Uitspraak
GERECHTSHOF AMSTERDAM
1.[geïntimeerde sub 1] ,2. [geïntimeerde sub 2] ,
1.Het geding in hoger beroep
2.Beoordeling2.1 Het gaat in deze zaak - kort samengevat en voor zover in hoger beroep relevant - om het volgende. [geïntimeerden] huren met ingang van 6 maart 2017 een woning in het project “Wonen op de Hoek” aan de [adres] (hierna: de woning). De huurovereenkomst is een zogenoemde “Jongeren overeenkomst voor zelfstandige woningen”. In de huurovereenkomst wordt Tijdelijk Wonen Amsterdam B.V. (hierna: TWA), gevestigd aan de Louwesweg 3A, 1066 EA Amsterdam, aangemerkt als verhuurder.

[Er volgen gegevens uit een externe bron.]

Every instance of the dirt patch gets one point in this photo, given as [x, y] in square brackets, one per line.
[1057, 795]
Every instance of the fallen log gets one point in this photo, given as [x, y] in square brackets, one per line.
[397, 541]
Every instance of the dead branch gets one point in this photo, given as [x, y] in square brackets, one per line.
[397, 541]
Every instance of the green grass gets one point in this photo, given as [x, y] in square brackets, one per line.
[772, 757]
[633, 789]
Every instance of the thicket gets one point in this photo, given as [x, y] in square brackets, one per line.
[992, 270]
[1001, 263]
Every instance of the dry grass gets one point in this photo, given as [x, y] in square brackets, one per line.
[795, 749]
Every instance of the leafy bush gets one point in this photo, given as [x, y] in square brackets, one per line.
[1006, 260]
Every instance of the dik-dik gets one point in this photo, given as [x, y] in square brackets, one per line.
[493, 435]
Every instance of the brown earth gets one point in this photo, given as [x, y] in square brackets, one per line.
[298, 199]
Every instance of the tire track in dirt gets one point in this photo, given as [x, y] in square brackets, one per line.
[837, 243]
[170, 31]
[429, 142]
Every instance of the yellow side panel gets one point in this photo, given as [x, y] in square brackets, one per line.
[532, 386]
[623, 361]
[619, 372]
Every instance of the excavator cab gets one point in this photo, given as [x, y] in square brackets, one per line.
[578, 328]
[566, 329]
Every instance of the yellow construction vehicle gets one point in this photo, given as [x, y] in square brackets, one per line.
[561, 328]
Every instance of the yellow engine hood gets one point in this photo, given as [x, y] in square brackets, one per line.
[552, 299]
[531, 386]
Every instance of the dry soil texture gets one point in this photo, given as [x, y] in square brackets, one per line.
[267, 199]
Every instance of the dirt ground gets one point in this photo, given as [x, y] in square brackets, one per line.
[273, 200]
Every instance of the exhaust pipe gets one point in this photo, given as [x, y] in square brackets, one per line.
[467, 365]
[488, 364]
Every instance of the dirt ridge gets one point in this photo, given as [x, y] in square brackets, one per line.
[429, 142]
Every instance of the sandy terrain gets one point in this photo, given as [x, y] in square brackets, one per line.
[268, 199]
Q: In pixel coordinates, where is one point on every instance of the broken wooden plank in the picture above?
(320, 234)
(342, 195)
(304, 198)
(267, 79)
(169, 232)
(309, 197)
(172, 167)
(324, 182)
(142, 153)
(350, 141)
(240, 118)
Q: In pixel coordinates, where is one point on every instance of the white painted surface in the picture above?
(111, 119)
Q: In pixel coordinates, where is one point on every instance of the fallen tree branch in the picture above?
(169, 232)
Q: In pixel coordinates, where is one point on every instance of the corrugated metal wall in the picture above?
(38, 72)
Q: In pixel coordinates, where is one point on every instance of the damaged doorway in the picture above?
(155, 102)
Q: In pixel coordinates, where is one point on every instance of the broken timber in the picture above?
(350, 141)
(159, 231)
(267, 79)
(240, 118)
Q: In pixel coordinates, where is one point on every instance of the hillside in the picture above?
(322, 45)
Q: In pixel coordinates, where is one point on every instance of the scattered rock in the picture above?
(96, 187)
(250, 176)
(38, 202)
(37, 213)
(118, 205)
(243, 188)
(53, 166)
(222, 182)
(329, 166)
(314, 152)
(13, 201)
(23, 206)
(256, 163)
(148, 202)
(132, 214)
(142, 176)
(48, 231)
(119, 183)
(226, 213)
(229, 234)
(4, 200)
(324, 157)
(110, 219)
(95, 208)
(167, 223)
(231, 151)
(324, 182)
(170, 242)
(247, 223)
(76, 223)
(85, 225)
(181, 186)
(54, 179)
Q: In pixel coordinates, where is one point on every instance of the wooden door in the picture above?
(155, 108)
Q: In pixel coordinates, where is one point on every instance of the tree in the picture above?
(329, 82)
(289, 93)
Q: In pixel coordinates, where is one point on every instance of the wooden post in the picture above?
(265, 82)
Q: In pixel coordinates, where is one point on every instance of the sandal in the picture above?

Eigenaar van de woning is Stichting de Alliantie. De betreffende huurovereenkomst is geparafeerd door de verhuurder TWA en [geïntimeerden]Artikel 23 van de huurovereenkomst bepaalt het volgende:“Op het complex waar het gehuurde deel van uitmaakt is een beheermodel van toepassing (zie bijlage). Huurder verklaart zich uitdrukkelijk akkoord met dit beheermodel en de beheerstructuur maakt als zodanig deel uit van deze overeenkomst.”Artikel 26 van de overeenkomst bepaalt het volgende:“Bij deze huurovereenkomst behoort de volgende bijlage: de beheerstructuur van die van toepassing is op het gehuurde. Huurder verklaart van deze bijlage een exemplaar te hebben ontvangen en daarvan kennis te hebben genomen. Het beheermodel maakt integraal deel uit van de huurovereenkomst.”Het in artikel 23 genoemde beheermodel is het Sociaal Beheermodel Wonen op de Hoek. Uit de inleiding van dit document blijkt dat het model deel uitmaakt van het project Wonen op de Hoek van Socius. In paragraaf 6 wordt de structuur beschreven: Socius stelt pandbeheerders aan en benoemt gangbeheerders.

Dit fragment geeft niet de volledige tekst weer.